Athanasia Safitri
The Department of Anthropology, CRCS, and ICRS of UGM collaborated to hold a seminar entitled "Islam, Ambiguity, and (In)Tolerance: Anthropological Perspectives from Southeast Asia" on August 14, 2024 with Ismail Fajrie Alatas (Associate Professor of Middle Eastern & Islamic Studies, and History, New York University) and Martin Slama (Senior Researcher in the Austrian Academy of Sciences) as speakers.
Alatas stated that there has been an ongoing project to publish a book on the cases and experiences regarding Islam, ambiguity, and tolerance, of which he and Slama will introduce the topics. In this seminar, he presents existing theories that highlight the development in the anthropology of Islam and Slama elaborates with the perspective from Southeast Asia.
Their main argument lies in the forms of ambiguity in Islam experienced in Southeast Asia which grow along with different interpretations in tolerance leading to both harmony and conflicts. They underline the debates appearing over particular Islamic discourse or practice and whether there is an urgency in offering contemporary discussions and thoughts on Islam, ambiguity, tolerance, and intolerance to the public.
Islam and ambiguity
Alatas started by claiming that anthropology of Islam has expanded the scope of Islamic study to the extent of highlighting the various socio-cultural and economic relations that shape Islam as a living reality. It changes the interpretation of Islamic textual traditions and observes the everyday practice of the religion to understand Muslim life realities. He continued, saying that early anthropologists studied Islam to generate the general theory of religion, mentioning Clifford Geertz, who states in his book Islam Observed (1968) that an anthropological study of Islam is a way to understand the “machinery of faith”.
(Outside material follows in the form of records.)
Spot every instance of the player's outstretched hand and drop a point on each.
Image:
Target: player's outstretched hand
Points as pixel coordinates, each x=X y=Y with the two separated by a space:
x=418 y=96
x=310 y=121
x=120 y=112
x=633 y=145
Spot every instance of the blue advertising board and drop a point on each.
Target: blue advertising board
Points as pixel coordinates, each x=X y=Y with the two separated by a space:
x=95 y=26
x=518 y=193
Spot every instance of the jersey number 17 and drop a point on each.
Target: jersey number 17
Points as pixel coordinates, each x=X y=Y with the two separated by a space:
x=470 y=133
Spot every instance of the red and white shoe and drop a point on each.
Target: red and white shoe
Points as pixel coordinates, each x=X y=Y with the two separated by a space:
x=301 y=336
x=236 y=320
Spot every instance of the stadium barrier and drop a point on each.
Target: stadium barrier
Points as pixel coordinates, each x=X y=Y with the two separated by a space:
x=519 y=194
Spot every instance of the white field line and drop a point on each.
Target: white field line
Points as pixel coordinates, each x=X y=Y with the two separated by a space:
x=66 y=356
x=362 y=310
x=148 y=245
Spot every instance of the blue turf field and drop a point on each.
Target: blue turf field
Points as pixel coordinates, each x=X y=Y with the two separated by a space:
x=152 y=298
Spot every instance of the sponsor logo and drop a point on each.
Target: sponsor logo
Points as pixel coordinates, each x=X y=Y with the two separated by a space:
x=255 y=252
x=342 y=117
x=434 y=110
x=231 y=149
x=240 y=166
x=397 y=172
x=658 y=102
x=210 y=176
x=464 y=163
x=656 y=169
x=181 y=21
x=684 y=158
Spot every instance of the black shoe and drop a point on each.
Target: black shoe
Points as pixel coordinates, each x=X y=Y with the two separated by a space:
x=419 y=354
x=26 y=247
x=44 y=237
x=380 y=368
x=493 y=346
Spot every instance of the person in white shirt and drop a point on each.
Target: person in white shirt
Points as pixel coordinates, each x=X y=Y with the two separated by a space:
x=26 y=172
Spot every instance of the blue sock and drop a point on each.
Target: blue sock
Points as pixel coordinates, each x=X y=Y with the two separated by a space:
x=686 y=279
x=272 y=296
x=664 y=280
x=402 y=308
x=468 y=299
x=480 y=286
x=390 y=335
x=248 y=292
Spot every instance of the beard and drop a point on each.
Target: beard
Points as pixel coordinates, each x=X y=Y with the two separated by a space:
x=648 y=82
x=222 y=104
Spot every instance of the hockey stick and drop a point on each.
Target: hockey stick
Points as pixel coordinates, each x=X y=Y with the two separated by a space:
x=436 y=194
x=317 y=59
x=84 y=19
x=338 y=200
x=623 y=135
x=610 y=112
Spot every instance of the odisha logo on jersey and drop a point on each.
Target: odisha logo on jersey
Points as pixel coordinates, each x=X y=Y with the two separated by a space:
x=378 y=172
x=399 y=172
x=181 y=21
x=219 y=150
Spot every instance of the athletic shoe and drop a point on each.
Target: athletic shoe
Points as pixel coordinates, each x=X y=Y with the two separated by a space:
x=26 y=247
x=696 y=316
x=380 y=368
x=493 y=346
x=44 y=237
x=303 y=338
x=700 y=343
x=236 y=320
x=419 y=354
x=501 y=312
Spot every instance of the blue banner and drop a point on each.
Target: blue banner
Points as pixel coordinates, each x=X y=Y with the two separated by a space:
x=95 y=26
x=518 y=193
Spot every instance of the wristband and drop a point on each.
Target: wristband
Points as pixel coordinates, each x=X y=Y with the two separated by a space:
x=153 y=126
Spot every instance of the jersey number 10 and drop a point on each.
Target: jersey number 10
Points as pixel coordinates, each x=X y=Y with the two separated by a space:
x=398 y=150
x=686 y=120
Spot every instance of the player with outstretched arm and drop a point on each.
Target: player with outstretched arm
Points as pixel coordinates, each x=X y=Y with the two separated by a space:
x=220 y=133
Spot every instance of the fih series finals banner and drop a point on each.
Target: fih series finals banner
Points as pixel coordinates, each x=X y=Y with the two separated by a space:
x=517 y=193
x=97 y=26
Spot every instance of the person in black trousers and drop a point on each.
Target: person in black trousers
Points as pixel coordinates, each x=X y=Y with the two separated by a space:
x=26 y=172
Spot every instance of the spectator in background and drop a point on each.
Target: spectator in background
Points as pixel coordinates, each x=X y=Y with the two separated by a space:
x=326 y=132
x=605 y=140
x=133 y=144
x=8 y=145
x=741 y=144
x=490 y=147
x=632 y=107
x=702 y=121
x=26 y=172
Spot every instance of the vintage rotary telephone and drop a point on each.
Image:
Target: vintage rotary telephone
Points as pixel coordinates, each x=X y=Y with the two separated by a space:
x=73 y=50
Alatas also remarked that Ernest Gellner in his book Muslim Society (1981) suggests that Islam is a coherent social blueprint which arranges how people should live in society through certain rules and norms which then leads to a stable social structure. These two anthropologists have been criticized for neglecting the way Muslim should represent themselves and practice Islam. One of the critics is Talal Asad in his work Genealogies of Religion (1993) who points out that power creates religion and that Islam must be seen as a continual process which can be developed or changed by institutional relations, authority conditions, as well as political, economic, and social situations.
Alatas then referenced Shahab Ahmed’s What is Islam? (2016) and Thomas Bauer’s A Culture of Ambiguity (2021) which show the importance of contradictions and ambiguity in pre-modern Islamic discourse. Ahmed argues that when exploring interpretations, all contradictions require periods of time for reflection by the believers, while Bauer focuses on how cultural differences produce various responses to ambiguity. Alatas noted that they both describe modernization as a process which increases intolerance, and annihilation of ambiguity.
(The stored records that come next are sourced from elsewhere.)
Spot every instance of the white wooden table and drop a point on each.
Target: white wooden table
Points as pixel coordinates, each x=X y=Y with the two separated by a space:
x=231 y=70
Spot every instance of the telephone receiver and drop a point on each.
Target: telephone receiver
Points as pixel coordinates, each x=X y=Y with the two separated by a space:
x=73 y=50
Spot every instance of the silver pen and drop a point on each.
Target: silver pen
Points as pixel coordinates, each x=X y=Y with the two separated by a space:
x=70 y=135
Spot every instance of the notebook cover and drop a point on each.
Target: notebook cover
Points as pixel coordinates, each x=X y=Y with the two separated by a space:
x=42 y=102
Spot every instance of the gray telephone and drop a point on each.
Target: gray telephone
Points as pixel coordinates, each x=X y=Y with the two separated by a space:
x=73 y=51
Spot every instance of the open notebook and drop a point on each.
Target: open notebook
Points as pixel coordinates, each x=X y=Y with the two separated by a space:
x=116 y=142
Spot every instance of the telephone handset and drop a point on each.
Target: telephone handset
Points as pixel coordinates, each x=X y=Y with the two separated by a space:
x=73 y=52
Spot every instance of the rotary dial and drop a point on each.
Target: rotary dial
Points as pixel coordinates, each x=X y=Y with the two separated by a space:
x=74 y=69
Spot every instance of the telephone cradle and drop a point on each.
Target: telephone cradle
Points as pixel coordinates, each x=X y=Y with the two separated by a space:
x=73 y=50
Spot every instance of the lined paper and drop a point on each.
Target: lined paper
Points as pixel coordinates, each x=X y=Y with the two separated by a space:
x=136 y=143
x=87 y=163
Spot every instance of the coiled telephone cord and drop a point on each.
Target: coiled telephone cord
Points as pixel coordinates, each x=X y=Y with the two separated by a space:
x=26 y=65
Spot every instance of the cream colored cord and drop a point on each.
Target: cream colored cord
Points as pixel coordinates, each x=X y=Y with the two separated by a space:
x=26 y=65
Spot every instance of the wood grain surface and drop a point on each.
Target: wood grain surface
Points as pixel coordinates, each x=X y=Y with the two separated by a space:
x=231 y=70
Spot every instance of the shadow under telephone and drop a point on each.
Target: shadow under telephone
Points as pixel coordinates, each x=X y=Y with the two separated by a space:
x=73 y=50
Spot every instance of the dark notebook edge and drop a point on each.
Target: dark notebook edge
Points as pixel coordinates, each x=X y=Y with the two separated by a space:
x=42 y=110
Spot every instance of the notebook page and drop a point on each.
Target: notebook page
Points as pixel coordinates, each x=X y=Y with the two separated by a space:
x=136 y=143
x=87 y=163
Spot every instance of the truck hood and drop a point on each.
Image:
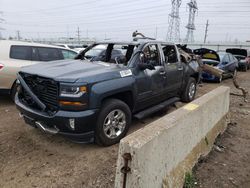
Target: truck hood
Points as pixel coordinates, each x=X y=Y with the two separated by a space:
x=75 y=70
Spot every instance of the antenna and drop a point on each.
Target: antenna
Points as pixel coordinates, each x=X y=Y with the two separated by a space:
x=206 y=30
x=78 y=35
x=190 y=26
x=173 y=34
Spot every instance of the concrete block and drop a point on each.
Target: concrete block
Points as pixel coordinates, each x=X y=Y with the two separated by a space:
x=163 y=151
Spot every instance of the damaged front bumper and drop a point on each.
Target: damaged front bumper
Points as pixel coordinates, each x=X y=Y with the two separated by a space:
x=61 y=122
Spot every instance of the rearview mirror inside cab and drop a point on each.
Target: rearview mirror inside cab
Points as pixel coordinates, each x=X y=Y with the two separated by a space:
x=144 y=63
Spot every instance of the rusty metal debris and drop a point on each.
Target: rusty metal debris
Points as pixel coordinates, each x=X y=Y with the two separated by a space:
x=126 y=169
x=243 y=90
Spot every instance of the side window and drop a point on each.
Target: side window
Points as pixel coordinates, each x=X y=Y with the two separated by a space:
x=152 y=54
x=20 y=52
x=225 y=59
x=68 y=54
x=230 y=57
x=170 y=54
x=49 y=54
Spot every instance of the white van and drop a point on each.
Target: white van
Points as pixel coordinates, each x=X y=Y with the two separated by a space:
x=16 y=54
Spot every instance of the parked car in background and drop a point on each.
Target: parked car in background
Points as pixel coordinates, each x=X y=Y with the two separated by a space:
x=16 y=54
x=243 y=56
x=221 y=60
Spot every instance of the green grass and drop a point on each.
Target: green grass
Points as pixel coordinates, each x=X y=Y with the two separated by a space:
x=190 y=181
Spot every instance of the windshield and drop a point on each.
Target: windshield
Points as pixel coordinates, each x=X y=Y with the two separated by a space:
x=95 y=51
x=109 y=53
x=240 y=57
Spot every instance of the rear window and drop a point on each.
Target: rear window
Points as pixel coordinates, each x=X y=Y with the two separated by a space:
x=20 y=52
x=49 y=54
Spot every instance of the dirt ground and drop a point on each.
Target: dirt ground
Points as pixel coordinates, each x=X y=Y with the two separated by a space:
x=30 y=158
x=229 y=166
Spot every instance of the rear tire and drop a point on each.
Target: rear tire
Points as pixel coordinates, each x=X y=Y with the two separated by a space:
x=113 y=122
x=219 y=79
x=13 y=92
x=190 y=90
x=245 y=68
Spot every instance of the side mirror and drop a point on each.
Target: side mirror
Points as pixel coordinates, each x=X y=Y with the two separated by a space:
x=183 y=59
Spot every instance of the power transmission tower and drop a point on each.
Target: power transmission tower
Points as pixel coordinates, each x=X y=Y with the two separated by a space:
x=78 y=35
x=173 y=34
x=206 y=30
x=190 y=26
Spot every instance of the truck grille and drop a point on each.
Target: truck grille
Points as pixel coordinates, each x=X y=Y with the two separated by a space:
x=44 y=88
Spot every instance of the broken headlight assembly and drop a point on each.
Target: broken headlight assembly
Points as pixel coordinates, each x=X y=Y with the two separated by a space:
x=72 y=91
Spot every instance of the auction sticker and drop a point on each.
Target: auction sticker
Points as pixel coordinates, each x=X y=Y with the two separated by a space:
x=125 y=73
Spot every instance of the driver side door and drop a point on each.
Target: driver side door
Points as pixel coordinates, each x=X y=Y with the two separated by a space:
x=150 y=83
Adjustment to tolerance and intolerance
Related to the forms of ambiguity in more recent Islamic discourse in Southeast Asia, Slama focused on the practice of Islam in Java. Slama discussed Clifford Geertz’s The Religion of Java (1960) which underlines a colonial perception of Islam in Southeast Asia that has its origins in earlier colonial descriptions in the 19th century. Geertz suggests that there is both tolerance and intolerance that is explicitly attributed to Javanese people, especially among the Javanese upper class called priyayi.
Slama continued by discussing the paradox of tolerance, coined by Karl Popper in his book The Open Society and Its Enemies (1994), which shows that unlimited tolerance must lead to the disappearance of tolerance; in order to encourage the tolerant to be intolerant to those who are intolerant. Islam is regarded as the source of intolerance in Java in two distinct ways: there are Javanese who have become intolerant because of their religious zeal, and there are also Javanese whose intolerance is precisely directed against the former.
Slama then discussed Koentjaraningrat’s interview with the Jakarta Post (1995) wherein he mentioned that the Javanese tolerated accepting the Indonesian language (Malay at that time) as the national language despite the fact Javanese is spoken by the majority and used in the most ancient literature in Indonesia. However, he also indicated that many tolerance practices in Java have negative side effects as in the values of gotong royong (mutual benefits), solidarity and kekeluargaan (family spirit) which are good but can also make people less independent since they rely so much on others’ assistance. He continued that a society characterized by strong social hierarchies and authoritarianism may exhibit high levels of tolerance.
Primordialism in Islam has shown ambiguity which can be domesticated to avoid modernization. Today’s challenge appears in the perception that Islam is not actually ambiguous but that people may have tolerance and intolerance to this ambiguity of Islamic teachings. Furthermore, both researchers suggest that the study of Islam needs to study everyday practice since ambiguity can be only seen and experienced at the grassroot level, leaving the elite to remain coherent. Further studies must return to the roots of Islamic studies while exploring this ambiguity and contradiction.